Saturday, July 25, 2009

The Alfred E. Newman Corollary

There's an old joke in fundraising circles: "Nothing is easier for two people to agree on than how a third person should spend his money."

In health care reform, the EASY part is to agree in principle on what the desired outcomes are: coverage for everybody; freedom of choice in providers; an excellent and inclusive benefits plan; Higher quality and lower costs.

How those things get paid for, and who pays...those are not so easy.

Princeton health economist Uwe Reinhart has been a leading voice for reasonable health reform for over 25 years. A brilliant academic who's also an exceptionally engaging speaker, Reinhart includes in many of his presentations a slide which summarizes the difficulty entailed in controlling health care costs. He refers to it as "The Alfred E. Newman Corollary." (For those too young to remember, Alfred E. Newman was the gap-toothed "cover boy" for Mad Magazine, which was THE source of juvenile, stupid humor in the 1950's and '60's.)
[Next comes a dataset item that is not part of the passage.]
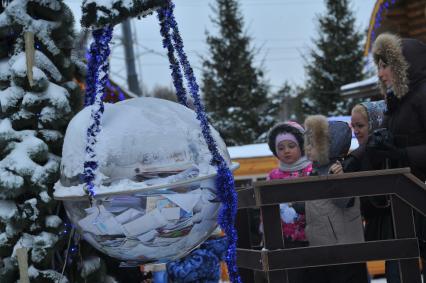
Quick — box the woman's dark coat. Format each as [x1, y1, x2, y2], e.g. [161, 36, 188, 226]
[372, 33, 426, 257]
Here's what the slide says:

"One dollar of health care savings = one dollar of income someone isn't going to get."

There are many large and influential stakeholders in the health care debate...hospitals, physicians and other service providers, insurers, pharmaceutical companies, nursing homes, equipment makers, and many others...who have a place at the health care trough, and have a hand in a "health care industrial complex" which comprises 16% of the nation's GDP.

How likely is it that all these powerful interests will "take one for the team" and agree to see their revenues cut...or even the expected increase in their revenues cut...in order to "do what's right" to reform health care.

If you guessed "not bloody likely," you'd be right...

Insurers will say that hospitals, doctors, and drugmakers should take the cut, and people with insurance should expect to pay more. Providers say insurers charge too much, and that Medicare and Medicaid pay them too little already.

Every stakeholder in the debate can be expected to fight like wounded tigers to protect their place at the trough, and to pass the cost of health care reform onto the other stakeholders.

What could concern small businesspeople is that there's no one representing their interests in the debate. And there's certainly no one involved in the debate who understands how different the small business market is from the big business market.

So it's very appropriate to be concerned that when all the parties meet, they could very easily agree that business, especially small business, ought to pay for the cost of health care reform.